警察物って割と苦手だ。いわゆる無頼系も何となくあわないのだが、主人公はいきなりデカでやる気があんまりないちょっとした無頼系。読み始めはこれ最後まで読めるかなと思ったぐらいだが、主人公が犯人の元カノの殺人をごまかすあたりから面白くなってくる。この主人公が死ぬまでが前半。後半はこの主人公の先輩が事件の真相に迫っていく。

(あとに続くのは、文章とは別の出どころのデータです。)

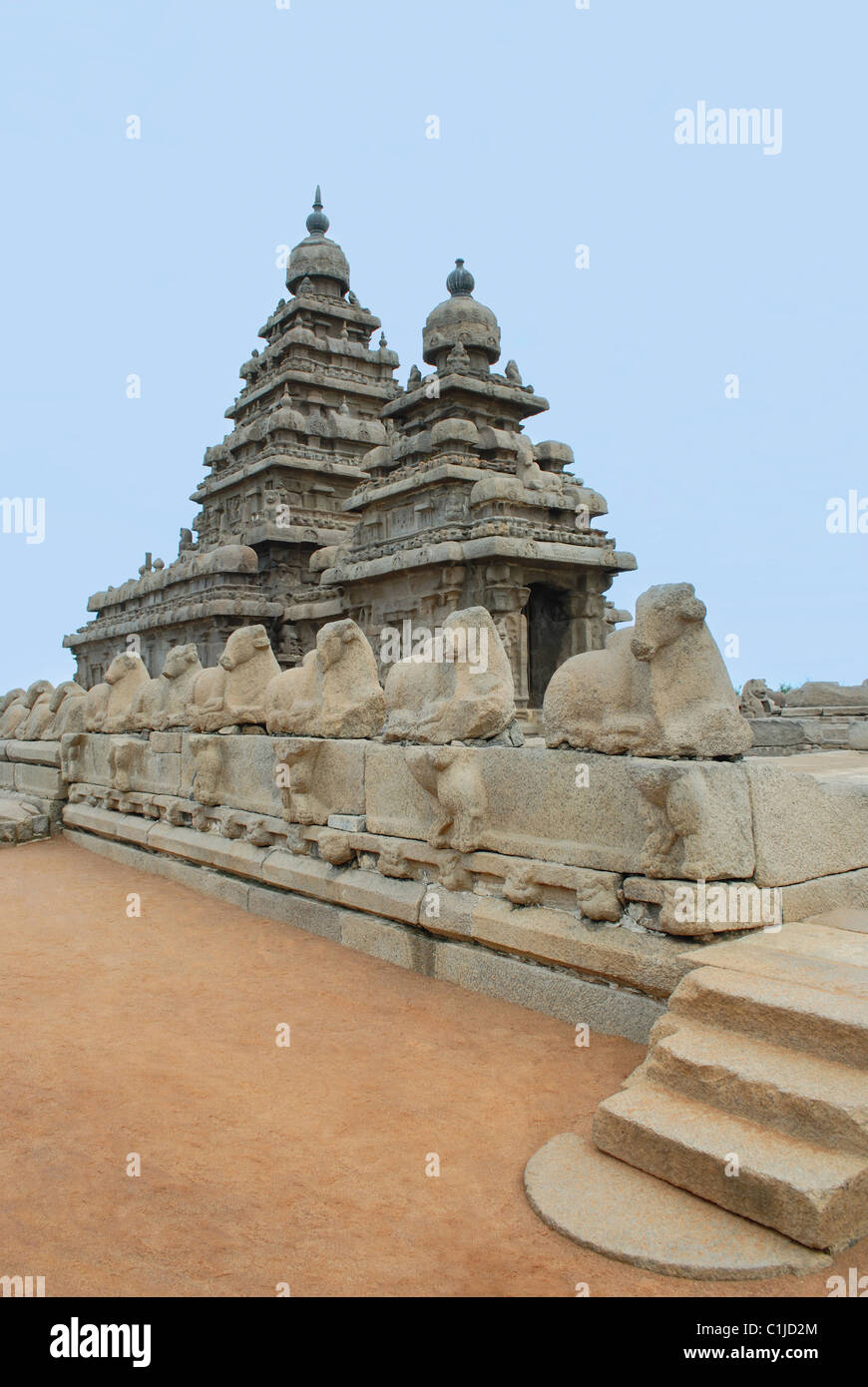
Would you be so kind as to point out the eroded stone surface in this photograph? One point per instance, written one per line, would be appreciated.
(594, 1198)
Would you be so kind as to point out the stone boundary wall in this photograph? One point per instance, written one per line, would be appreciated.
(32, 790)
(544, 877)
(797, 729)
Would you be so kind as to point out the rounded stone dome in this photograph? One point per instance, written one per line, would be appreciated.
(317, 255)
(461, 319)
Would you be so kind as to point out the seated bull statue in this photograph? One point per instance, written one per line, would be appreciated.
(456, 687)
(658, 689)
(756, 699)
(67, 706)
(164, 702)
(13, 710)
(334, 693)
(109, 706)
(39, 717)
(233, 694)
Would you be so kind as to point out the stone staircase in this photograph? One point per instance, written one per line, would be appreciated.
(754, 1089)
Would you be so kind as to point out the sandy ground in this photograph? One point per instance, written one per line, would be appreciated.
(821, 763)
(263, 1163)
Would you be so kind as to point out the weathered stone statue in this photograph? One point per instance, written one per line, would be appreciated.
(334, 693)
(13, 710)
(458, 687)
(163, 702)
(109, 704)
(66, 703)
(39, 717)
(756, 699)
(233, 694)
(658, 689)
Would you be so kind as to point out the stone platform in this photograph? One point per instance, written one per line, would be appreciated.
(753, 1098)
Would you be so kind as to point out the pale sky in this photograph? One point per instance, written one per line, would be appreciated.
(558, 127)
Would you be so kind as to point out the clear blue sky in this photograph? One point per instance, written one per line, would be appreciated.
(157, 256)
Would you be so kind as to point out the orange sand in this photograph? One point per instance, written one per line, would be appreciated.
(260, 1163)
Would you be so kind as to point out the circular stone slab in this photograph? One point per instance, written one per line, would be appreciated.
(612, 1208)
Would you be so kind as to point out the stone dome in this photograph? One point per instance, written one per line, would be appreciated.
(316, 255)
(461, 319)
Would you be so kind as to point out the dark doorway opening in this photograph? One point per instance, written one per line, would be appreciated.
(548, 623)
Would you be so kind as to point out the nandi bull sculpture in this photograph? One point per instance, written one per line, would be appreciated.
(658, 689)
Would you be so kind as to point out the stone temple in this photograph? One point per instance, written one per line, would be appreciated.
(241, 727)
(340, 494)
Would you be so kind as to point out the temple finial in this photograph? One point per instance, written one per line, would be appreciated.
(317, 223)
(461, 281)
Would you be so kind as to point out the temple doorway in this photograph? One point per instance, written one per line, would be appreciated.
(548, 627)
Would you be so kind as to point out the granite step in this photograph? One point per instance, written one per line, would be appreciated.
(810, 1193)
(817, 1099)
(832, 1025)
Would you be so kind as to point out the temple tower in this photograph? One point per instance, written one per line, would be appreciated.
(304, 420)
(459, 509)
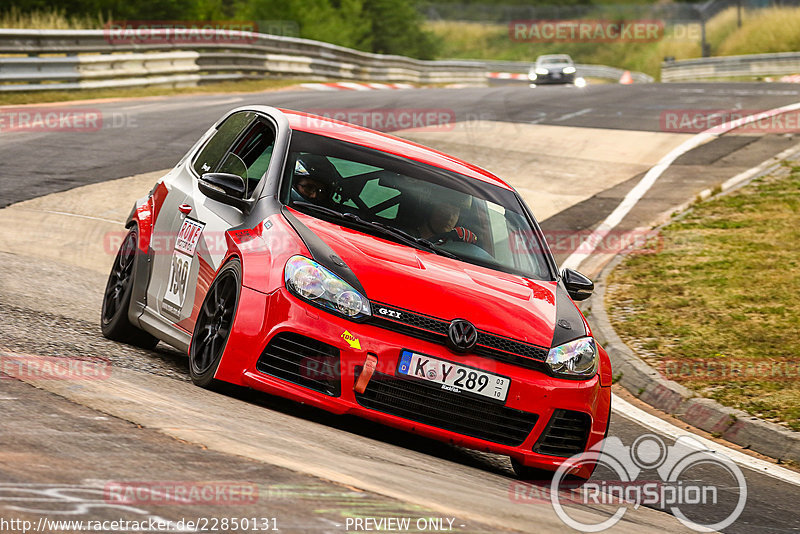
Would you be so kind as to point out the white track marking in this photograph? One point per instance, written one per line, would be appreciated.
(640, 417)
(572, 115)
(644, 185)
(74, 215)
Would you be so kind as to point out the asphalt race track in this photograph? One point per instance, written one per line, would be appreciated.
(315, 470)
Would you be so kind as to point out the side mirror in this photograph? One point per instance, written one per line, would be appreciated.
(224, 187)
(578, 286)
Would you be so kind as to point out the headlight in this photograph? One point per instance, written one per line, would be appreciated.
(576, 359)
(314, 283)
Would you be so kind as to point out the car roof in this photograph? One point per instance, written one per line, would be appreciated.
(549, 57)
(365, 137)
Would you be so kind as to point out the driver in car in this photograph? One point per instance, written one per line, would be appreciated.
(440, 223)
(313, 178)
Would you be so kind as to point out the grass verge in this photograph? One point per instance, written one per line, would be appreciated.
(245, 86)
(762, 31)
(713, 304)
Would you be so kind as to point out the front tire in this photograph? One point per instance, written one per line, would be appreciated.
(114, 322)
(214, 324)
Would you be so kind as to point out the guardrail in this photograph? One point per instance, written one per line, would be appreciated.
(103, 58)
(756, 65)
(582, 70)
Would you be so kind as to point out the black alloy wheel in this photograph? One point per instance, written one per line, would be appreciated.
(214, 323)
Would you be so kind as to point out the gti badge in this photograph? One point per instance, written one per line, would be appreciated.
(461, 335)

その事件とはある緊縛師の殺人事件。緊縛は禁断の性癖であるためにその周りには非常に怪しい連中が渦巻いている。一方で緊縛をある種の芸術として見る向きもある。殺された男はそこに日本古来からの呪術的要素を見いだしてしまった緊縛師なのだ。この男を巡って事件は展開していく。先輩君が真犯人を追い詰めていく辺りは結構複雑で何が何やらわからなくなっていく。ミステリー慣れしていない俺ではもう一度読み直す必要がある。

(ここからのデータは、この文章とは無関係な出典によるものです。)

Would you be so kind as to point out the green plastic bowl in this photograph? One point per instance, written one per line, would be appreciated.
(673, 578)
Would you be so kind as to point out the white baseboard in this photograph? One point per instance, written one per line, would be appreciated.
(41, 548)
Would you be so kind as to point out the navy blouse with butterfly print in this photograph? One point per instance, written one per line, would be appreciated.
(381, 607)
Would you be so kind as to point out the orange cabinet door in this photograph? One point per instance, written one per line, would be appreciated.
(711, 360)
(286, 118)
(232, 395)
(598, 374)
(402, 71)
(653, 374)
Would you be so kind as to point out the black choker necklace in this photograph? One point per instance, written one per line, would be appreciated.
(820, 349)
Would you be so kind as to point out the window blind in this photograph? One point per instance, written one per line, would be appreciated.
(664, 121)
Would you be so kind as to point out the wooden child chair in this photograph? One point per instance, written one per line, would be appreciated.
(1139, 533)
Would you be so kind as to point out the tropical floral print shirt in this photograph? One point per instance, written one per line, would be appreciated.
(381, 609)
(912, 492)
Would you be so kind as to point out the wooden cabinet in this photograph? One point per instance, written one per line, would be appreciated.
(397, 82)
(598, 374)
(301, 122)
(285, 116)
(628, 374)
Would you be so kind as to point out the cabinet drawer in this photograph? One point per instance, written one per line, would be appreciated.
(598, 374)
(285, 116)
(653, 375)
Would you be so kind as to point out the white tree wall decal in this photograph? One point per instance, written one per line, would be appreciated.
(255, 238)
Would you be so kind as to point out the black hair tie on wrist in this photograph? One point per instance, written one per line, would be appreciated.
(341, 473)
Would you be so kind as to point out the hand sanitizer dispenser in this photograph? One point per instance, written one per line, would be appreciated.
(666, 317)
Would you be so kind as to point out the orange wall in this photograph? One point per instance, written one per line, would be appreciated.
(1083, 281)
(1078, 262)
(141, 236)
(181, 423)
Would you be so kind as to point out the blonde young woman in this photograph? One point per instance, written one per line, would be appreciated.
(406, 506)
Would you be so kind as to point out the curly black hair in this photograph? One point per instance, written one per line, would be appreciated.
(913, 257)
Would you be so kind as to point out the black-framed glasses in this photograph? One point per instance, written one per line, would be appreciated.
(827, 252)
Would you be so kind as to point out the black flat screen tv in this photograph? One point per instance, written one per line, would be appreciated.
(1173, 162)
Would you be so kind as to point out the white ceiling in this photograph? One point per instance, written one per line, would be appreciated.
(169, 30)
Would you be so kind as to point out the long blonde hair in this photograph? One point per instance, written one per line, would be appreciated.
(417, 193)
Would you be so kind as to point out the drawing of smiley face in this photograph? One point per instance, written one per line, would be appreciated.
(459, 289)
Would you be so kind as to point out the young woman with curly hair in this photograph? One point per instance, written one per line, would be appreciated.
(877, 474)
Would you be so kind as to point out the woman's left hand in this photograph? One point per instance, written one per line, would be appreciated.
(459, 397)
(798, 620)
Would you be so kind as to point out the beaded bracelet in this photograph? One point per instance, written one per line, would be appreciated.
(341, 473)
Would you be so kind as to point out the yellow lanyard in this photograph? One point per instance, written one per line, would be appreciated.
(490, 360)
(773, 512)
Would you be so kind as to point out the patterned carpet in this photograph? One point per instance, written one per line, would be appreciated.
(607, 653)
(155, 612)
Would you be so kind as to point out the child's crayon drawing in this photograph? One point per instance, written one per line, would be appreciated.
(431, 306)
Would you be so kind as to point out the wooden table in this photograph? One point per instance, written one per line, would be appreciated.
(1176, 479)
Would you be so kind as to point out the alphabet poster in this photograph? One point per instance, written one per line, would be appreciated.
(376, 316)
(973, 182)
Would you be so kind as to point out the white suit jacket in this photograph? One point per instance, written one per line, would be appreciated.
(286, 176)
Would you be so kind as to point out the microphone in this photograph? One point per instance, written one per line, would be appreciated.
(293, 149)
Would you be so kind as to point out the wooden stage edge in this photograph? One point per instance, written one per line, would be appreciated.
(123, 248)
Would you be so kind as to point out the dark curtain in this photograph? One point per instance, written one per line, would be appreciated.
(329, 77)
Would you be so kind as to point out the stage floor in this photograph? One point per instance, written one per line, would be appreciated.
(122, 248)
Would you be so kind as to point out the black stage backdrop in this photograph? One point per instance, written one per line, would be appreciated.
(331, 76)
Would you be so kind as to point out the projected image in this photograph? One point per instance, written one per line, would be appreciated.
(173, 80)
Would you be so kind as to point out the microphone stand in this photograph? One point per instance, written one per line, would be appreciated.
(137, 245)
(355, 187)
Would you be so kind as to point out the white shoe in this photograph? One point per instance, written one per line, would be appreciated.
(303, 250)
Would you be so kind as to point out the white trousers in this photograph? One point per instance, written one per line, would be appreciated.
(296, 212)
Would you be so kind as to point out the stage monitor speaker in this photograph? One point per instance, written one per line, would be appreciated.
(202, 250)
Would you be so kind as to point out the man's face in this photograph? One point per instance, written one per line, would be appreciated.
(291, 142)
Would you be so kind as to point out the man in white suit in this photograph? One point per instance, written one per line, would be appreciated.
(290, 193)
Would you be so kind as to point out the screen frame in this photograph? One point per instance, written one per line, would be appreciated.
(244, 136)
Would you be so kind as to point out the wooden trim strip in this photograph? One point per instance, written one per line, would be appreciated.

そもそもこの手の小説が苦手なはずの俺がなんで手を出したのかといえば、やはりちょっと前に読んだ「花酔い」の影響とSMへの興味である。人間年取ってくるとさ、女の許容範囲が広がるじゃん。若い女ってのが40代でもOKになってんだからな(笑)。それとともに性癖もいろいろと変わるというか滲み出てくるというか出てくるもんだな。